Exercise \(\PageIndex{22}\)

- Show that there is a bijection \(\mathbb{R} \rightarrow (0, 1)\).
- Show that there is an injection \((0, 1) \rightarrow T\). (Hint: use usual binary (base 2) expansion of reals.)
- Use (a), (b), and exercise 1.21 (a), to show that \(|\mathbb{R}| \le |P(\mathbb{N})|\).
- Use (c) and exercise 1.21 (d) to show that \(|\mathbb{R}| = |P(\mathbb{N})|\).

Exercise \(\PageIndex{23}\)

- Show that having the same cardinality (see Definition 1.23) is an equivalence relation on sets.
- Conclude that “cardinality” is an “equivalence class of sets”.

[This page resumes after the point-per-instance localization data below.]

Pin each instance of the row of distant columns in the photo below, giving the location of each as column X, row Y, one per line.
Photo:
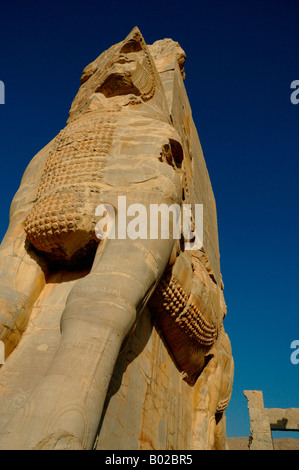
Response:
column 264, row 420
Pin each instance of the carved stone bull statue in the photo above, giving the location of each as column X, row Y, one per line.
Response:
column 124, row 137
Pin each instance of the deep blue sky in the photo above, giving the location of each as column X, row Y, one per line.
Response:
column 241, row 60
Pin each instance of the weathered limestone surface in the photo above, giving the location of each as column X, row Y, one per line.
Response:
column 119, row 343
column 283, row 420
column 260, row 430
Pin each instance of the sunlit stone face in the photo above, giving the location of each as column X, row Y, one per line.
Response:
column 129, row 72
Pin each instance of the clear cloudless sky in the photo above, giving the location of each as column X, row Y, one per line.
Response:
column 241, row 59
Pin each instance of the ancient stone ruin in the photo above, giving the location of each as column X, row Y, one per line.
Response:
column 264, row 420
column 114, row 343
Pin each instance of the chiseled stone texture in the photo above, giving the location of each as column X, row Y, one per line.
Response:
column 76, row 311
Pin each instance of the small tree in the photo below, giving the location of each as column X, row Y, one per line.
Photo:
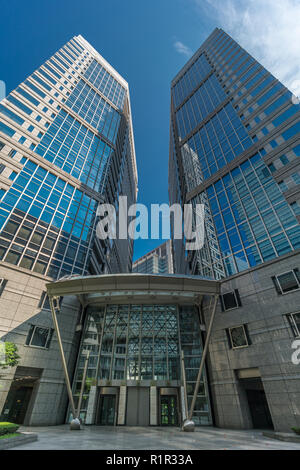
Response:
column 11, row 356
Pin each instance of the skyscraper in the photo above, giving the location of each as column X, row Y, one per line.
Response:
column 157, row 261
column 66, row 143
column 235, row 147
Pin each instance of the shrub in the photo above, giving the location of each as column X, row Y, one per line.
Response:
column 8, row 428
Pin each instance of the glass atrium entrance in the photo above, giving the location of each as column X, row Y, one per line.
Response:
column 136, row 348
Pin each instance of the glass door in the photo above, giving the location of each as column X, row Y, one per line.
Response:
column 107, row 410
column 168, row 410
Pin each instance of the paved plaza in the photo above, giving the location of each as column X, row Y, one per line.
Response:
column 139, row 438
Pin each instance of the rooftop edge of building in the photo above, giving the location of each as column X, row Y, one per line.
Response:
column 194, row 57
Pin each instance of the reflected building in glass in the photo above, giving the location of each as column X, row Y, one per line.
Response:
column 235, row 147
column 242, row 124
column 66, row 145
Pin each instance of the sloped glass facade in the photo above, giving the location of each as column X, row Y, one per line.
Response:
column 66, row 146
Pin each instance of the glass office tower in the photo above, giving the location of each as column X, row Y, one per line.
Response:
column 66, row 145
column 243, row 126
column 235, row 147
column 157, row 261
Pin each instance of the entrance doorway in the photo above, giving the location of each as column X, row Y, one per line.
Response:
column 107, row 409
column 168, row 410
column 138, row 406
column 21, row 396
column 18, row 404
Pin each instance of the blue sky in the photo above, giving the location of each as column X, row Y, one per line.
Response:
column 147, row 42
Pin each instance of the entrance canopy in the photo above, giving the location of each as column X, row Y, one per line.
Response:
column 115, row 290
column 120, row 288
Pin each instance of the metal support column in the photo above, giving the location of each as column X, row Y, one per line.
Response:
column 204, row 353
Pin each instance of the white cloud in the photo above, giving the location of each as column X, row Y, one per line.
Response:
column 268, row 29
column 182, row 49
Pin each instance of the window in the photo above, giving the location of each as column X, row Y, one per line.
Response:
column 12, row 175
column 39, row 337
column 294, row 321
column 287, row 282
column 230, row 300
column 2, row 284
column 238, row 337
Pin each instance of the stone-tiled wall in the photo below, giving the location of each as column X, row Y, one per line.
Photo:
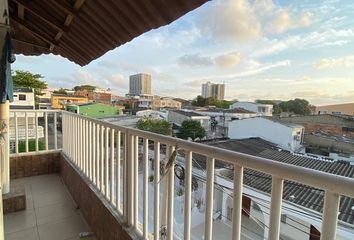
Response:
column 33, row 165
column 101, row 220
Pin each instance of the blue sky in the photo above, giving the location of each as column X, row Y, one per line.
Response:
column 261, row 49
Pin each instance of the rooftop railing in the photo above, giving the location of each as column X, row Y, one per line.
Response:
column 108, row 156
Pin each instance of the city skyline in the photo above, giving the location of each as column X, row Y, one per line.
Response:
column 273, row 50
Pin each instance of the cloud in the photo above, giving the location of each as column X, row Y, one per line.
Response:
column 226, row 60
column 194, row 60
column 284, row 22
column 315, row 39
column 347, row 61
column 230, row 20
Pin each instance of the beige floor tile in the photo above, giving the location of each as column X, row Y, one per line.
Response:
column 78, row 238
column 53, row 197
column 55, row 212
column 17, row 221
column 27, row 234
column 63, row 229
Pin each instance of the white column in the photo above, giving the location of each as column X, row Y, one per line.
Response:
column 5, row 147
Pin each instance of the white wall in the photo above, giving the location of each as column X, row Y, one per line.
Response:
column 28, row 102
column 254, row 107
column 271, row 131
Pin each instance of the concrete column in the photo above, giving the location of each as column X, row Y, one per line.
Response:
column 5, row 147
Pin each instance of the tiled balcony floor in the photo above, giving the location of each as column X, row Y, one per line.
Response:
column 51, row 213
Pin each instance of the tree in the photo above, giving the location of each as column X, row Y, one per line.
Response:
column 211, row 101
column 154, row 125
column 89, row 88
column 28, row 79
column 191, row 129
column 61, row 91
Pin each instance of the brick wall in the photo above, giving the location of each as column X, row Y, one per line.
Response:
column 102, row 221
column 33, row 165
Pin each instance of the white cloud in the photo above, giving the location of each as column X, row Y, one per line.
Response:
column 302, row 41
column 230, row 20
column 226, row 60
column 194, row 60
column 347, row 61
column 284, row 21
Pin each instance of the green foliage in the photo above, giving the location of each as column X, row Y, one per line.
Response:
column 28, row 79
column 61, row 91
column 179, row 192
column 154, row 125
column 31, row 146
column 191, row 129
column 211, row 101
column 213, row 124
column 151, row 178
column 84, row 87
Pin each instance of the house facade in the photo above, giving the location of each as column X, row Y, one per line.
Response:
column 260, row 109
column 287, row 136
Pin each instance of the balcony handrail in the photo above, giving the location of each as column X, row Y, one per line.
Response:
column 307, row 176
column 98, row 149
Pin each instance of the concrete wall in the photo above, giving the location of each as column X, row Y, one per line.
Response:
column 347, row 108
column 271, row 131
column 29, row 101
column 329, row 143
column 34, row 164
column 99, row 214
column 180, row 118
column 255, row 107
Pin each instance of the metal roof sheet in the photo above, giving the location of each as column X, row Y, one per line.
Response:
column 82, row 31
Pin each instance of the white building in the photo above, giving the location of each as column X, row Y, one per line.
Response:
column 23, row 99
column 260, row 109
column 213, row 90
column 288, row 136
column 140, row 84
column 178, row 117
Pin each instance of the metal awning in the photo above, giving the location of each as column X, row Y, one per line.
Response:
column 82, row 31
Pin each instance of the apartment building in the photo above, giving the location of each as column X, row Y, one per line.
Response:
column 60, row 101
column 140, row 84
column 213, row 90
column 165, row 102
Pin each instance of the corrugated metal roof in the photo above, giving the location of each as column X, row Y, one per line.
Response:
column 297, row 193
column 84, row 30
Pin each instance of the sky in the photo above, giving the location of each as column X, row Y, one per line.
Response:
column 260, row 49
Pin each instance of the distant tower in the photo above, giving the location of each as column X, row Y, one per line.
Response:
column 213, row 90
column 140, row 84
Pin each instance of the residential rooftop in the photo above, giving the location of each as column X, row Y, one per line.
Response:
column 188, row 114
column 302, row 195
column 23, row 89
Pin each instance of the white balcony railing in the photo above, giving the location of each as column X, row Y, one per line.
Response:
column 108, row 156
column 103, row 152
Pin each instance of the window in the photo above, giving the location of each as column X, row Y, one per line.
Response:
column 22, row 97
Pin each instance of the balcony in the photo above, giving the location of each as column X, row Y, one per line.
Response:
column 117, row 178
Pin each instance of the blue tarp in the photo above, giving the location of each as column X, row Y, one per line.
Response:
column 7, row 57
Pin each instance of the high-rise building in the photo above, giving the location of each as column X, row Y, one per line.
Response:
column 140, row 84
column 216, row 90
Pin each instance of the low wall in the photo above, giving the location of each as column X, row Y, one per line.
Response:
column 35, row 164
column 95, row 208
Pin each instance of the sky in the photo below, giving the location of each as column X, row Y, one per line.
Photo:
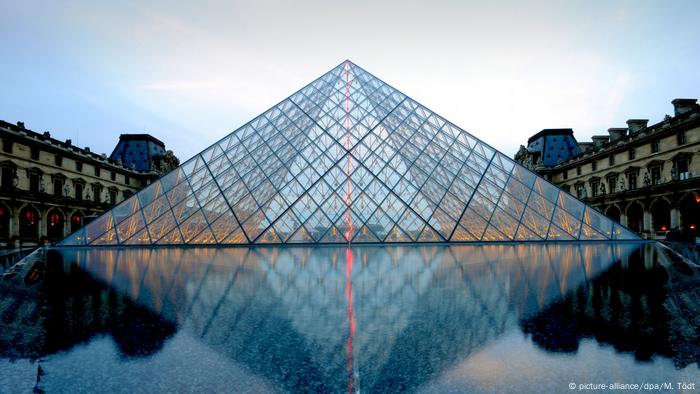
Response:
column 190, row 73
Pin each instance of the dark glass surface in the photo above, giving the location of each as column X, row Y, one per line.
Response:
column 430, row 318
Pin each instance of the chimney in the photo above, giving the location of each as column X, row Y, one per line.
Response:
column 585, row 146
column 636, row 125
column 617, row 133
column 600, row 140
column 681, row 106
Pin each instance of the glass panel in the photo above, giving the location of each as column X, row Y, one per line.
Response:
column 150, row 193
column 155, row 209
column 140, row 238
column 557, row 234
column 129, row 227
column 571, row 205
column 193, row 226
column 567, row 222
column 162, row 226
column 126, row 209
column 599, row 222
column 98, row 227
column 108, row 238
column 549, row 191
column 75, row 239
column 348, row 157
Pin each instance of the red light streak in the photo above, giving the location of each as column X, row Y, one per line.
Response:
column 348, row 219
column 350, row 318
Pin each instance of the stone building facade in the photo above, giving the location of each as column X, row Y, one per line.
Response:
column 645, row 177
column 50, row 188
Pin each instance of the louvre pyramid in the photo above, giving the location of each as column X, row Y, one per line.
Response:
column 348, row 158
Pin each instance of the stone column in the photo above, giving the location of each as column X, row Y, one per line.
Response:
column 623, row 219
column 675, row 217
column 43, row 223
column 14, row 226
column 66, row 225
column 647, row 222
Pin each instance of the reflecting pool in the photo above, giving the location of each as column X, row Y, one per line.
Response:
column 435, row 318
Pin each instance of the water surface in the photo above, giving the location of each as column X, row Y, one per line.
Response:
column 487, row 318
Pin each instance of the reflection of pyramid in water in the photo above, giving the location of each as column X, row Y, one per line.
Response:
column 348, row 159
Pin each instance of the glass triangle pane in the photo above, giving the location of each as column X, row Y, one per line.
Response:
column 492, row 234
column 162, row 226
column 172, row 238
column 589, row 234
column 236, row 237
column 150, row 193
column 598, row 221
column 140, row 238
column 108, row 238
column 429, row 235
column 223, row 226
column 301, row 236
column 621, row 233
column 364, row 234
column 270, row 236
column 334, row 235
column 525, row 234
column 473, row 223
column 154, row 210
column 206, row 237
column 348, row 157
column 557, row 234
column 75, row 239
column 99, row 226
column 396, row 235
column 193, row 226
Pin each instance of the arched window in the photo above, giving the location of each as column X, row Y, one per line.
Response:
column 4, row 221
column 76, row 222
column 54, row 225
column 28, row 223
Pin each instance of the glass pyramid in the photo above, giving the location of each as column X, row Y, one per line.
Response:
column 348, row 158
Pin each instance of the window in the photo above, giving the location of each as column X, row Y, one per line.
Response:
column 58, row 187
column 612, row 183
column 7, row 145
column 34, row 182
column 79, row 191
column 656, row 175
column 8, row 176
column 96, row 193
column 680, row 137
column 654, row 146
column 682, row 169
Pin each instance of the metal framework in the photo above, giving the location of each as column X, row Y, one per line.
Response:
column 348, row 159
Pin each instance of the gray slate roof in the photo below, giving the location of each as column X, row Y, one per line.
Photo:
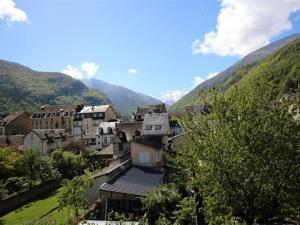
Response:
column 11, row 117
column 156, row 119
column 136, row 181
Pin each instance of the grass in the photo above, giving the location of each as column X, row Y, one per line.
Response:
column 34, row 210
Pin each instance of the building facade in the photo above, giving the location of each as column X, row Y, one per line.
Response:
column 54, row 117
column 16, row 123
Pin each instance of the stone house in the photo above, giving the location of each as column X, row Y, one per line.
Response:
column 106, row 134
column 142, row 111
column 45, row 140
column 54, row 117
column 17, row 123
column 87, row 121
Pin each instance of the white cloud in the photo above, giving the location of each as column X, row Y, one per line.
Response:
column 244, row 26
column 172, row 96
column 73, row 72
column 133, row 71
column 10, row 13
column 211, row 75
column 90, row 68
column 198, row 80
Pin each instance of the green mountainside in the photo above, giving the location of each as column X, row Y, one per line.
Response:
column 24, row 89
column 125, row 100
column 279, row 59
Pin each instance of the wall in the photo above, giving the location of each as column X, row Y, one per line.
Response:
column 20, row 125
column 16, row 201
column 110, row 114
column 32, row 140
column 155, row 155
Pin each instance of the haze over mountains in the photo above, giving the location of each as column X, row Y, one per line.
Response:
column 22, row 88
column 124, row 99
column 246, row 63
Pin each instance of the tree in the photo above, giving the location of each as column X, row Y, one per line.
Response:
column 73, row 195
column 67, row 163
column 243, row 158
column 8, row 158
column 33, row 166
column 160, row 204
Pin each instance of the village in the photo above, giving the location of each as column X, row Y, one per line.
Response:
column 133, row 147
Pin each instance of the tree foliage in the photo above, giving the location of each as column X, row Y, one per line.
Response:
column 243, row 157
column 67, row 163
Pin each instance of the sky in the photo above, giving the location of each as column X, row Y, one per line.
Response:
column 162, row 48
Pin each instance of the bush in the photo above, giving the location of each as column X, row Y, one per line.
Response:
column 16, row 184
column 67, row 163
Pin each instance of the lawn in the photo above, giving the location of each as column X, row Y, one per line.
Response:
column 35, row 210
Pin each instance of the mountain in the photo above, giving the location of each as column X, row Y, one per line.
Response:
column 22, row 88
column 124, row 99
column 241, row 67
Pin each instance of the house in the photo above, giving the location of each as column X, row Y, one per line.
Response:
column 175, row 128
column 130, row 129
column 12, row 141
column 123, row 192
column 142, row 111
column 115, row 151
column 45, row 140
column 157, row 124
column 198, row 109
column 54, row 117
column 147, row 151
column 16, row 123
column 88, row 119
column 106, row 134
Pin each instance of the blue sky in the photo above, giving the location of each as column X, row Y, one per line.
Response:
column 158, row 47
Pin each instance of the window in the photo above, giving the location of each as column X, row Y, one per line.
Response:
column 144, row 158
column 157, row 127
column 111, row 139
column 148, row 127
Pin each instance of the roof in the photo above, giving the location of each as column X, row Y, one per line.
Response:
column 11, row 117
column 107, row 151
column 135, row 180
column 106, row 222
column 55, row 133
column 57, row 108
column 156, row 124
column 94, row 109
column 154, row 142
column 12, row 139
column 106, row 125
column 159, row 108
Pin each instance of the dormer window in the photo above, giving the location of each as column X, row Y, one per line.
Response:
column 157, row 127
column 148, row 127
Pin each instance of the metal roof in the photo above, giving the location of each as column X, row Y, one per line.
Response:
column 156, row 124
column 94, row 109
column 135, row 180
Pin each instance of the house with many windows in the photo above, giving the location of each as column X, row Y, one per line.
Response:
column 87, row 120
column 16, row 123
column 54, row 117
column 45, row 140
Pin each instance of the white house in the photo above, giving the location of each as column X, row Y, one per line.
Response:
column 45, row 140
column 106, row 134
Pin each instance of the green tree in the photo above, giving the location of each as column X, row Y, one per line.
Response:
column 67, row 163
column 34, row 167
column 73, row 195
column 243, row 158
column 160, row 204
column 8, row 158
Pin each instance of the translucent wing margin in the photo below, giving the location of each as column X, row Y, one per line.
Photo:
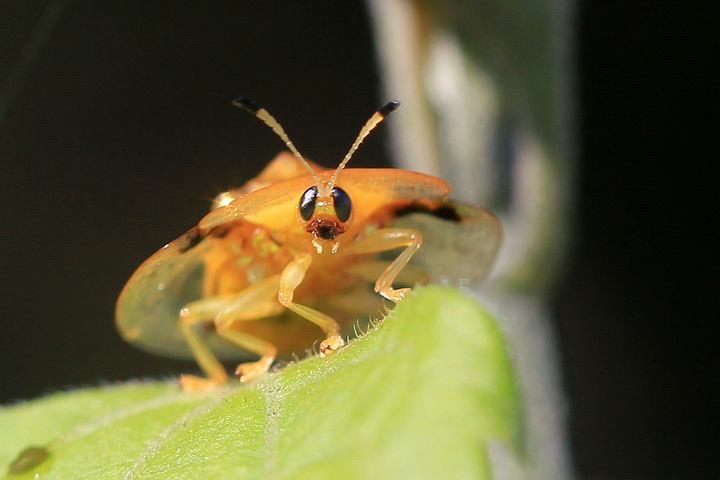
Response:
column 460, row 242
column 147, row 310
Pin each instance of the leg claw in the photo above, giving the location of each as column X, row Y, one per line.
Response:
column 331, row 344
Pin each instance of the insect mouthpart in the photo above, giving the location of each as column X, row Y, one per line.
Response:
column 325, row 228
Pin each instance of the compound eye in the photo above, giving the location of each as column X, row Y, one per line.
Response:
column 307, row 203
column 343, row 205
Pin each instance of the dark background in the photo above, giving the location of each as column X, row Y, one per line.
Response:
column 121, row 130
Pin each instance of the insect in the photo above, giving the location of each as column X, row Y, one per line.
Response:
column 296, row 254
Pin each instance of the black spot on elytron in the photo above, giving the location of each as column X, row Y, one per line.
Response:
column 307, row 203
column 190, row 240
column 444, row 212
column 221, row 231
column 342, row 203
column 29, row 458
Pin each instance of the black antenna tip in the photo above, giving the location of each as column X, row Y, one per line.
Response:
column 388, row 108
column 246, row 104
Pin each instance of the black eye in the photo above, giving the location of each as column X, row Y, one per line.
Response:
column 343, row 205
column 307, row 203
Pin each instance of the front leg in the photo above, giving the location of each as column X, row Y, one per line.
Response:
column 290, row 279
column 390, row 239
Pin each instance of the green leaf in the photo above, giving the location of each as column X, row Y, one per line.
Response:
column 418, row 396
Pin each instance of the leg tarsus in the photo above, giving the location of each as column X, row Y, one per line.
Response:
column 331, row 344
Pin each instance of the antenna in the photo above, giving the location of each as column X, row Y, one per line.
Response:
column 372, row 122
column 252, row 107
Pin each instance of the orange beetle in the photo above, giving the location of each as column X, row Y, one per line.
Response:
column 299, row 245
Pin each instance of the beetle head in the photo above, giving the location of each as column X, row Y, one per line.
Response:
column 325, row 208
column 326, row 212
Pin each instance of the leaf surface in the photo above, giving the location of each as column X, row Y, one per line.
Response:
column 418, row 396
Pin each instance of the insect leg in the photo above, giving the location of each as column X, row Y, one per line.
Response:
column 291, row 277
column 390, row 239
column 249, row 304
column 370, row 270
column 256, row 302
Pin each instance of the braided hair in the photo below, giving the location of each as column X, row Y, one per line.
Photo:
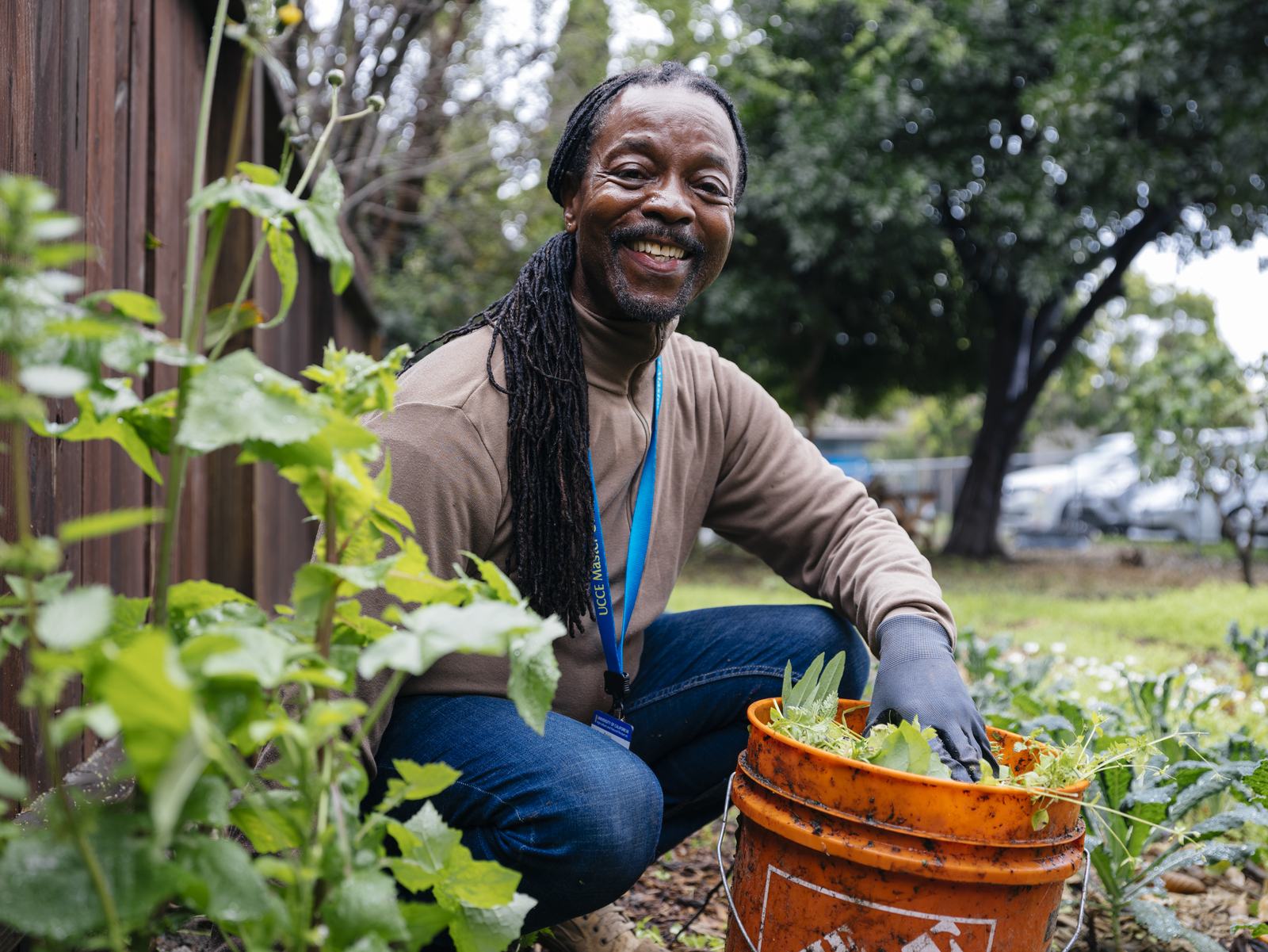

Exercise \(\PageIndex{24}\)

- Fix some \(n > 0\). Show that having the same remainder modulo \(n\) is an equivalence relation on \(\mathbb{Z}\). (Hint: for example, \(-8, 4\), and 16 have the remainder modulo 12.)
- Show that addition respects this equivalence relation. (Hint: If \(a+b = c, a \sim a′\), and \(b \sim b′\), then \(a′+b′ =c′\) with \(c \sim c′\).)
- The same question for multiplication.